First of all, a loan is a loan. A liability. Yes, you can argue that there are good loans and bad loans, the ones which you take to invest in some asset including your own development that would pay returns in the future vis-a-vis the ones you take for entertainment and travel which are nothing but just blowing up money without any returns. I take your point, but still…loans are loans and even good loans can turn bad and cause financial distress. How can good loans go bad? Here are a few examples:
- When loans are not permitted:
You might be applying for a loan which is categorized as good and maybe plans are not required to start with. But one must be sure that the necessary provisions for loan approval are included in the plan. Plan sponsors might be just approving your plan without taking the effort to see to the amendments required in it. However, issuing a loan where in reality the plan does not allow it can turn into a bad loan since the loan amount is immediately deemed as distributed.

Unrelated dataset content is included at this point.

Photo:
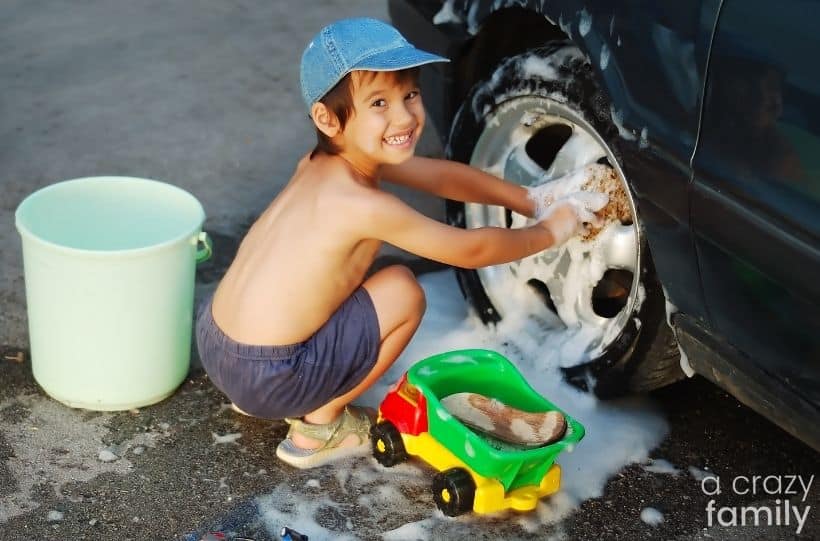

- When refinancing of a loan is not permitted:
Many a times home owners wish to change or modify their loan or get it refinanced. Not all plans permit refinancing and also most of the times the inability to refinance is also not very clear. Long story short, when refinancing does not get permission, your good loan might just turn into a bad one.
- Duration of Loan Term:
If the amortization of a loan goes on for more than what it was permitted then it becomes a bad loan by default and the entire loan amount is a deemed distribution. For example, if a plan issues a loan for more than 5 years, and that is anyway the regulatory limit, then this defect cannot be solved by plan amendment for longer amortization. However, if a plan chooses to limit all loans to 5 years and then issues a particular loan, let’s say a residential loan for more than that duration,than there is scope for plan amendment.
- Non-started Payments:
Sometimes a loan is taken that would be repaid later on by regular deductions form payroll. Common example would be an educational loan. However, lets say, the payroll system was not set up or it somehow does not deduct the same. So the loan goes to default. This does not make the entire loan amount defective though, the payer has till the end of the period to make it up to date to avoid deemed distribution.
- Payments discontinued:
Lastly, in some circumstances, when a person can no longer afford to make loan payments he/she asks the company to stop with holding, either on a temporary or a permanent format. The company might or might not abide by the request. Even if they do in order to help out its employee, the loan is very much default and might become a deemed distribution. Even though loan takers borrow from his/her own account balance, but for the loan plan, it is still an asset. So by voluntarily discontinuing, the plan is basically failing to ensure the pre-determined legal agreement between the plan and the borrower, reducing the plan asset to decrease in value.
So for all the above cases we see how a good loan may turn into abide one. Hence financial education and thereafter financial planning is crucial to avoid loans in the first place and even if going for a loan, to take into consideration all that which might suddenly turn it into a bad one!